Synergic integration of desalination and electric vehicle loads with hybrid micro‐grid sizing and control: An Island Case Study

This study addresses the feasibility, sizing, and scheduling of an island micro‐grid involving photovoltaic, wind turbine, diesel generator, and battery energy storage systems. In addition, the end‐use demand is expanded beyond residential electricity loads, as the full electrification on domestic water supply and transportation, in the forms of desalination and electric vehicles (EVs), are proposed in this study with integration to a renewable energy system focused micro‐grid. A mixed integer linear programming model is constructed to explore the mutual interactions of desalination plant, vehicle‐to‐grid enabled EVs and residential load deferring on a micro‐grid.

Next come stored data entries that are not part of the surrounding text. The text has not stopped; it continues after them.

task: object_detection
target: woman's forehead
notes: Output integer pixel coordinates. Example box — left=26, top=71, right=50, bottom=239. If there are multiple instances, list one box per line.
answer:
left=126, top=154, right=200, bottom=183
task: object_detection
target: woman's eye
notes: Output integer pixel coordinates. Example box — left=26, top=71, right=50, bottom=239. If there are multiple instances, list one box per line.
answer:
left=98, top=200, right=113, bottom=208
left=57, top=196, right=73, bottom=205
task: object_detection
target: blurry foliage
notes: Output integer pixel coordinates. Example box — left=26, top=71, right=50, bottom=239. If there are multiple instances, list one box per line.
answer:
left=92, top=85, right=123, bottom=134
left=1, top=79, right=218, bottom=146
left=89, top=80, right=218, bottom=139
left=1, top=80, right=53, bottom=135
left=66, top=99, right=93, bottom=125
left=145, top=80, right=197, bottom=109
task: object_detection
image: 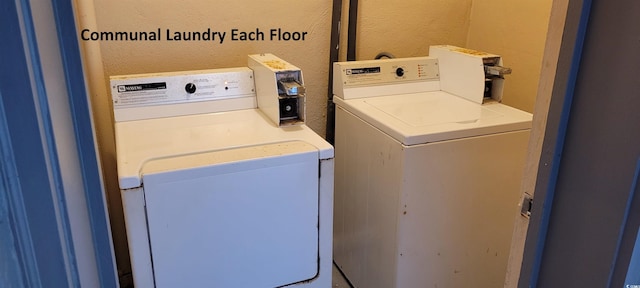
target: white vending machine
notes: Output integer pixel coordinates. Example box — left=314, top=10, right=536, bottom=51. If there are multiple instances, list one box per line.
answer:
left=111, top=54, right=334, bottom=288
left=332, top=45, right=532, bottom=288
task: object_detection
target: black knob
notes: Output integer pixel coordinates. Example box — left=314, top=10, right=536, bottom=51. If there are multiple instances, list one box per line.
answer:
left=185, top=83, right=196, bottom=94
left=395, top=67, right=405, bottom=77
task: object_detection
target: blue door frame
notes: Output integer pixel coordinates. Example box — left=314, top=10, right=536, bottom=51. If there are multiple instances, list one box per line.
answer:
left=3, top=0, right=638, bottom=287
left=524, top=0, right=594, bottom=286
left=50, top=0, right=118, bottom=284
left=519, top=0, right=640, bottom=286
left=0, top=0, right=116, bottom=286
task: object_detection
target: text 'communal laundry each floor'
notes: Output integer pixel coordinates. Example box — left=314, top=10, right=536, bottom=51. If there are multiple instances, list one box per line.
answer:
left=79, top=28, right=309, bottom=43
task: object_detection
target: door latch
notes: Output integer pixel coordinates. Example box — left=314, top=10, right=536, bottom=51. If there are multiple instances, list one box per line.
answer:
left=521, top=194, right=533, bottom=218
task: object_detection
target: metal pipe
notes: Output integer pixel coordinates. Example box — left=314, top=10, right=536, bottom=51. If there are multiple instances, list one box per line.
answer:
left=347, top=0, right=358, bottom=61
left=325, top=0, right=343, bottom=143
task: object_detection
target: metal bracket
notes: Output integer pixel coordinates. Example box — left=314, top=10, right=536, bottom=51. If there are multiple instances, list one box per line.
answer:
left=521, top=194, right=533, bottom=218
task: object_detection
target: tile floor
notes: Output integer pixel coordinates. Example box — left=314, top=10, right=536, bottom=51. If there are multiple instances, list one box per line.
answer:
left=332, top=263, right=352, bottom=288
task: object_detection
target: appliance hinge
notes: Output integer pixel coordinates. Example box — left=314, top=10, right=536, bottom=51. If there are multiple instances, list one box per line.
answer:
left=521, top=193, right=533, bottom=218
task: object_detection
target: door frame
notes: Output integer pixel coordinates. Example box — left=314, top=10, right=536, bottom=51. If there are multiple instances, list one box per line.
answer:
left=504, top=0, right=589, bottom=283
left=0, top=0, right=117, bottom=286
left=513, top=0, right=640, bottom=286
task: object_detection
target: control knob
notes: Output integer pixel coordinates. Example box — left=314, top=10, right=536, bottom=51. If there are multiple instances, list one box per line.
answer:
left=395, top=67, right=405, bottom=77
left=185, top=83, right=197, bottom=94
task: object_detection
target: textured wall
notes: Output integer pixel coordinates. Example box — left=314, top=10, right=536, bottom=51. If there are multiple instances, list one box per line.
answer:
left=354, top=0, right=472, bottom=60
left=338, top=0, right=551, bottom=114
left=466, top=0, right=553, bottom=113
left=92, top=0, right=332, bottom=135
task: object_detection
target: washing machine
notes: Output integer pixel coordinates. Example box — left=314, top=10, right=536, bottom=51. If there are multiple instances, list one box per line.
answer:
left=332, top=45, right=532, bottom=288
left=111, top=54, right=334, bottom=288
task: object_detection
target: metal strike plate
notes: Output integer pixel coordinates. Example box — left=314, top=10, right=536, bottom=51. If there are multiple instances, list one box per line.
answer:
left=521, top=194, right=533, bottom=218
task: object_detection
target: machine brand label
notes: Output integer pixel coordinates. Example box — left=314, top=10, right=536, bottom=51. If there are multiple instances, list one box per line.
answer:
left=347, top=67, right=381, bottom=75
left=117, top=82, right=167, bottom=93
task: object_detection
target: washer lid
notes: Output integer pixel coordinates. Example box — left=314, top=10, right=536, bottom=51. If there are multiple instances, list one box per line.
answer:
left=334, top=91, right=532, bottom=145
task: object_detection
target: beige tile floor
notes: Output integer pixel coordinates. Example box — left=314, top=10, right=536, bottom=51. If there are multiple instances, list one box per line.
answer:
left=332, top=263, right=352, bottom=288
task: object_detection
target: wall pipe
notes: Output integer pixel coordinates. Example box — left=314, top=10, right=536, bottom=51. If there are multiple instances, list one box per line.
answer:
left=346, top=0, right=358, bottom=61
left=325, top=0, right=343, bottom=144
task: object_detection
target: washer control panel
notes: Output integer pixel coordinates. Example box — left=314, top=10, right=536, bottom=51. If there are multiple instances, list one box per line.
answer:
left=334, top=57, right=439, bottom=88
left=111, top=67, right=255, bottom=108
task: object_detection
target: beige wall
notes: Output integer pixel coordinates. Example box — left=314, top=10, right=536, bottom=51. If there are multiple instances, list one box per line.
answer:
left=349, top=0, right=552, bottom=113
left=77, top=0, right=552, bottom=281
left=348, top=0, right=473, bottom=60
left=466, top=0, right=553, bottom=112
left=93, top=0, right=332, bottom=135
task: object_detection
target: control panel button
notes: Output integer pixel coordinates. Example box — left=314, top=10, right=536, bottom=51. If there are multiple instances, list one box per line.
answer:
left=185, top=83, right=197, bottom=94
left=395, top=67, right=405, bottom=77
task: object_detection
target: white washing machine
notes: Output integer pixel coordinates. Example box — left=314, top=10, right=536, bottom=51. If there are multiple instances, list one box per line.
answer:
left=332, top=45, right=532, bottom=288
left=111, top=54, right=334, bottom=288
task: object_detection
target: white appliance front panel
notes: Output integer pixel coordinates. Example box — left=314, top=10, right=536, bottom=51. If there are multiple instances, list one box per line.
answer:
left=142, top=142, right=319, bottom=288
left=333, top=107, right=530, bottom=288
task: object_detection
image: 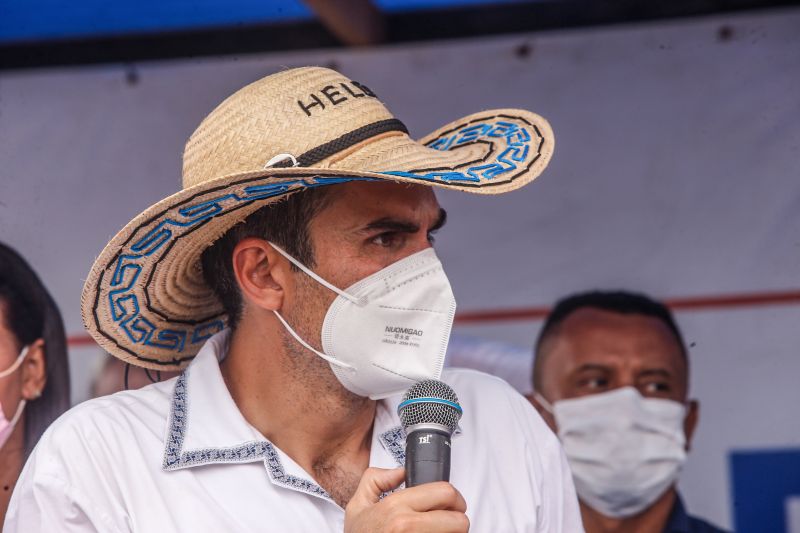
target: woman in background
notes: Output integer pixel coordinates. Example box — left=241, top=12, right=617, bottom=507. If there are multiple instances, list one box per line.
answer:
left=0, top=243, right=70, bottom=522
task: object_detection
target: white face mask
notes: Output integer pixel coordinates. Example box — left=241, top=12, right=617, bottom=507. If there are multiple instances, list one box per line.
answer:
left=536, top=387, right=687, bottom=518
left=0, top=346, right=29, bottom=451
left=270, top=244, right=457, bottom=400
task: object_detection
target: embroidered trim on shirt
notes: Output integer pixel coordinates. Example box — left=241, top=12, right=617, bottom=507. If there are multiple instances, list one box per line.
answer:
left=379, top=426, right=406, bottom=466
left=162, top=371, right=331, bottom=500
left=377, top=427, right=406, bottom=499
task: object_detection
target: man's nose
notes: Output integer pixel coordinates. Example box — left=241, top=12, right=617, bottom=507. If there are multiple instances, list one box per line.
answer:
left=613, top=372, right=638, bottom=390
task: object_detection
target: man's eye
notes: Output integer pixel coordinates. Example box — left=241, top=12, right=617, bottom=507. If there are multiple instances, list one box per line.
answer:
left=578, top=377, right=609, bottom=390
left=587, top=378, right=608, bottom=389
left=371, top=233, right=400, bottom=247
left=643, top=381, right=671, bottom=394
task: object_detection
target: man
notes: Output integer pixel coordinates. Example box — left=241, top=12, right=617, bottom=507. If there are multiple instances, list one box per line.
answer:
left=529, top=290, right=728, bottom=533
left=6, top=67, right=582, bottom=531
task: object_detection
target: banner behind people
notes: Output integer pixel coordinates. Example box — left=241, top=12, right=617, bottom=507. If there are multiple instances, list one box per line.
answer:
left=2, top=7, right=799, bottom=530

A case study in Bruny Island, Australia was incorporated in the study, based on the existing infrastructure and future planning. Multiple scenarios were run utilizing real‐world, fine resolution time‐series data. Results were compared to investigate the impact of the polygeneration configuration and potential economic savings on household affordability. Our study displayed the advantage of electrifying and integrating household resources into the micro‐grid, such as transportation and water filtration. The integration created a greater diversity in electricity end‐uses, allowed for better scheduling and Renewable System management. In addition, the cost‐benefit analysis of stationary battery storage units was modeled against the other forms of energy storage, such as electric vehicles and seawater desalination plant, with findings suggesting the potential economic advantage of storage other than grid connected batteries in a residential precinct.